12. From three hundred and fifty to four hundred cubic feet of air are thus passed through the lungs of an adult man taking little or no exercise, in the course of twentyfour hours; and are charged with carbonic acid, and deprived of oxygen, to the extent of nearly five per cent. This amounts to about eighteen cubic feet of the one gas taken in, and of the other given out. Thus, if a man be shut up in a close room, having the form of a cube seven feet in the side, every particle of air in that room will have passed through his lungs in twenty-four hours, and

a fourth of the oxygen it contained will be replaced by . carbonic acid.

The quantity of carbon eliminated in the twenty-four hours is pretty clearly represented by a piece of pure charcoal weighing eight ounces.

The quantity of water given off from the lungs in the twenty-four hours varies very much, but may be taken on the average as rather less than half a pint, or about nine ounces. It may fall below this amount, or increase to double or treble the quantity.

13. The mechanical arrangements by which the respiratory movements, essential to the removal of the great mass of effete matters, and the importation of the large quantity of oxygen indicated, are effected, may be found in (a) the elasticity of the lungs ; (b) the mobility of the sides and bottom of the thoracic cavity in which the lungs are contained.

The thorax may be regarded as a completely shut conical box, with the small end turned upwards, the back of the box being formed by the spinal column, the sides by the ribs, the front by the breast-bone, the bottom by the diaphragm, and the top by the root of the neck (Fig. 19).

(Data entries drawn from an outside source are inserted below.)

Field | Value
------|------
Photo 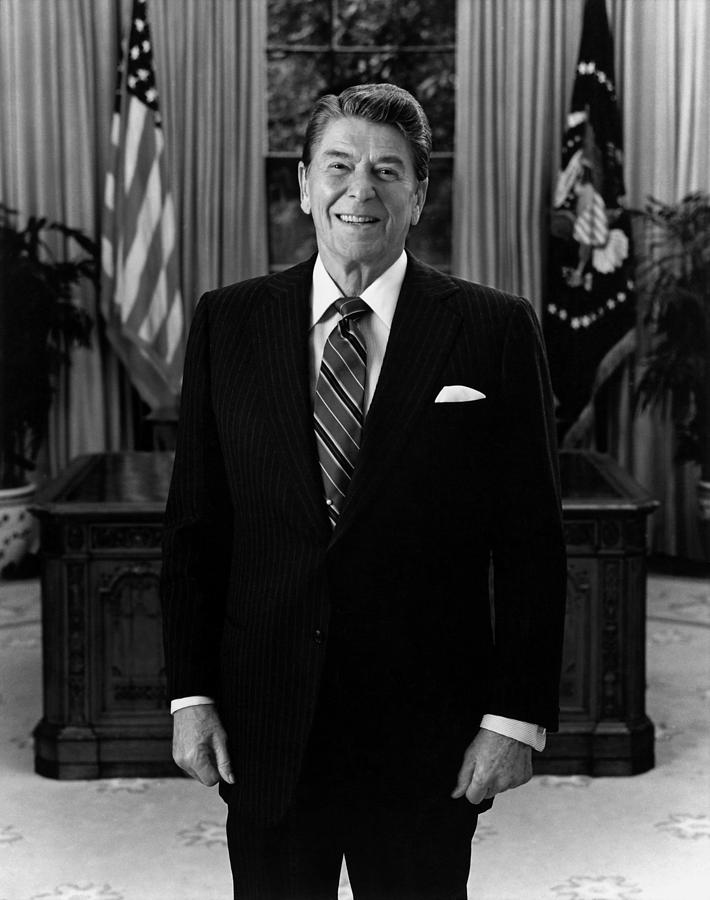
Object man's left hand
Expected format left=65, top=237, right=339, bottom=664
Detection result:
left=451, top=728, right=532, bottom=803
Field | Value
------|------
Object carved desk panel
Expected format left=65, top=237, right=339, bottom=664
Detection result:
left=35, top=452, right=656, bottom=778
left=35, top=453, right=178, bottom=778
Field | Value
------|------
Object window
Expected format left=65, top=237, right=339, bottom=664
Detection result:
left=266, top=0, right=456, bottom=270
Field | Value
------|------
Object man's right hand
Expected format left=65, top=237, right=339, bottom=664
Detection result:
left=173, top=703, right=234, bottom=787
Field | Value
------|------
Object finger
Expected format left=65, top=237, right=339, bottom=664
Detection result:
left=466, top=772, right=495, bottom=805
left=214, top=734, right=234, bottom=784
left=451, top=753, right=476, bottom=800
left=175, top=744, right=219, bottom=787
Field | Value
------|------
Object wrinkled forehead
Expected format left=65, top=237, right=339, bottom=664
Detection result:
left=313, top=116, right=414, bottom=171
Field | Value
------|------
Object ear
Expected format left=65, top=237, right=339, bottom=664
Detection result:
left=298, top=162, right=311, bottom=216
left=412, top=178, right=429, bottom=225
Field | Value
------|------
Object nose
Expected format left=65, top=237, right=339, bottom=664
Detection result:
left=348, top=169, right=375, bottom=201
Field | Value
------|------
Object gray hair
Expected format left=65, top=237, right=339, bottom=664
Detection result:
left=301, top=84, right=431, bottom=181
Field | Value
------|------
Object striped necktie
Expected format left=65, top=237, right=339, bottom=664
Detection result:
left=313, top=297, right=370, bottom=527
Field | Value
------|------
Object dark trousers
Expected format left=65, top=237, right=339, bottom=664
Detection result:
left=227, top=652, right=478, bottom=900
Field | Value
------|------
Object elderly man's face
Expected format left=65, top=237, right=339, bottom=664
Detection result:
left=298, top=118, right=427, bottom=274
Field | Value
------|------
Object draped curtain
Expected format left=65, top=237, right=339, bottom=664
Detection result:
left=453, top=0, right=710, bottom=557
left=0, top=0, right=267, bottom=473
left=0, top=0, right=710, bottom=556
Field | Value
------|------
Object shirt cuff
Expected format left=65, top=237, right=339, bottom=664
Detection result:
left=170, top=695, right=214, bottom=714
left=481, top=714, right=547, bottom=751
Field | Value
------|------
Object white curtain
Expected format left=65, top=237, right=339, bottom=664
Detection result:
left=0, top=0, right=267, bottom=472
left=453, top=0, right=710, bottom=557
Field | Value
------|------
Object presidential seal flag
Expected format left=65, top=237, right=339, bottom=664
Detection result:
left=543, top=0, right=635, bottom=444
left=101, top=0, right=184, bottom=411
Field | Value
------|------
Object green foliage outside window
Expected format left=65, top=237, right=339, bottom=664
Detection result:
left=266, top=0, right=455, bottom=269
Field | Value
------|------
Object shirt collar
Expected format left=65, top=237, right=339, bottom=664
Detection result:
left=310, top=250, right=407, bottom=328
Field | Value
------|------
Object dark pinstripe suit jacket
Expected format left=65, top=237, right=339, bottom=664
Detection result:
left=163, top=250, right=565, bottom=821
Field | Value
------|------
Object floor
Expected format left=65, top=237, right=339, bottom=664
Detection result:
left=0, top=575, right=710, bottom=900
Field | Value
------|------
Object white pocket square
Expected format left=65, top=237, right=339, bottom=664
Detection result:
left=434, top=384, right=486, bottom=403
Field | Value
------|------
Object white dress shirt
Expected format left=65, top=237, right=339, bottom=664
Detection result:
left=170, top=251, right=546, bottom=750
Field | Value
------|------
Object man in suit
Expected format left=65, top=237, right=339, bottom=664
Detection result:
left=163, top=84, right=565, bottom=900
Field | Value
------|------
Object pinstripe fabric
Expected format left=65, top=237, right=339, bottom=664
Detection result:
left=313, top=297, right=369, bottom=527
left=162, top=250, right=564, bottom=822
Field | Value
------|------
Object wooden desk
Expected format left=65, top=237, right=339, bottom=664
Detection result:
left=35, top=452, right=657, bottom=779
left=35, top=453, right=178, bottom=779
left=535, top=451, right=658, bottom=775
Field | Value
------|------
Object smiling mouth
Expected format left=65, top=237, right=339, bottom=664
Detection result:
left=335, top=213, right=380, bottom=225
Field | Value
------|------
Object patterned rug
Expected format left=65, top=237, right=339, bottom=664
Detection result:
left=0, top=576, right=710, bottom=900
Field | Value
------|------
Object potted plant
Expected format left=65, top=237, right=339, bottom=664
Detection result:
left=636, top=192, right=710, bottom=559
left=0, top=204, right=98, bottom=570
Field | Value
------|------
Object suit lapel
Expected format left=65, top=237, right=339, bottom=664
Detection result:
left=331, top=256, right=461, bottom=543
left=256, top=257, right=330, bottom=537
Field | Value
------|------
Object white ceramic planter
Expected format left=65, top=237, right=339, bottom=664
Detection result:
left=0, top=484, right=39, bottom=572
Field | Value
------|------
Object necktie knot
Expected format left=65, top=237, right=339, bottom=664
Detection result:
left=334, top=297, right=370, bottom=319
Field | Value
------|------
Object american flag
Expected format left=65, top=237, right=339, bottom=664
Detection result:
left=101, top=0, right=184, bottom=411
left=543, top=0, right=635, bottom=445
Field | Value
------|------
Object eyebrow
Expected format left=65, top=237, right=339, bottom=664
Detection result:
left=323, top=150, right=406, bottom=168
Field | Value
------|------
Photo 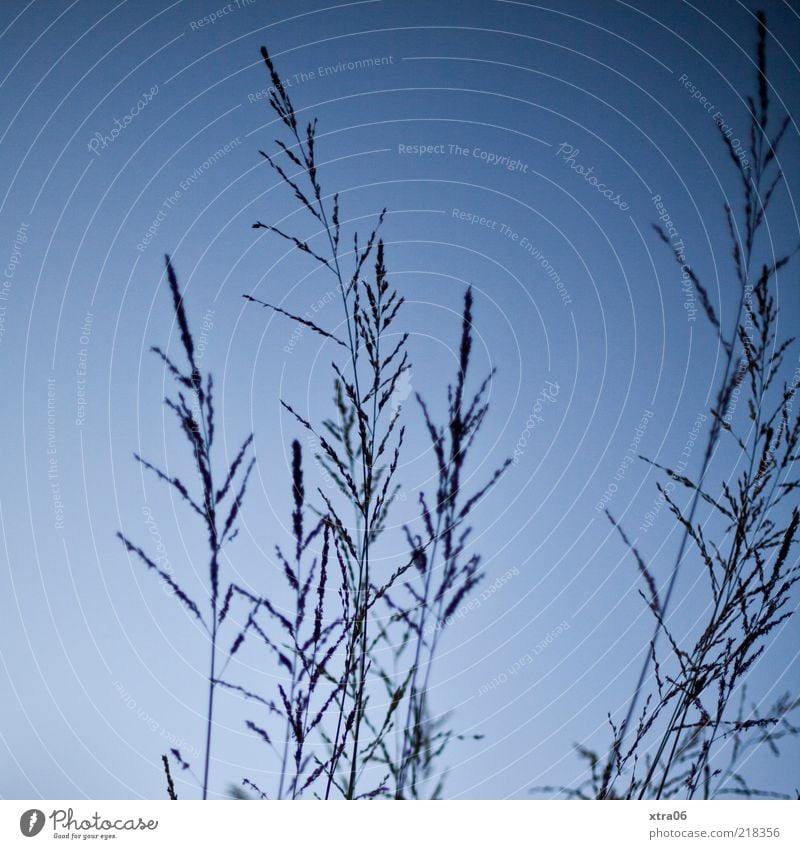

The two lungs occupy almost all the cavity of this box which is not taken up by the heart. Each is enclosed in its serous membrane, the pleura, a double bag (very similar to the pericardium, the chief difference being that the outer bag of each pleura is, over the greater part of its extent, quite firmly adherent to the walls of the chest and the diaphragm (see Fig. 9), while the outer bag of the pericardium is for the most part loose), the inner bag closely covering the lung and the outer forming a lining to the cavity of the chest. So long as the walls of the thorax are entire, the cavity of each pleura is practically obliterated, that layer of the pleura which covers the lung being in close contact with that which lines the wall of the chest; but if a small opening be made into the pleura, the lung at once shrinks to a comparatively small size, and thus develops a great cavity between the two layers of the pleura. If a pipe be now fitted into the bronchus, and air blown through it, the lung is very readily distended to its full size; but, on being left to itself, it collapses, the air being driven out again with some force.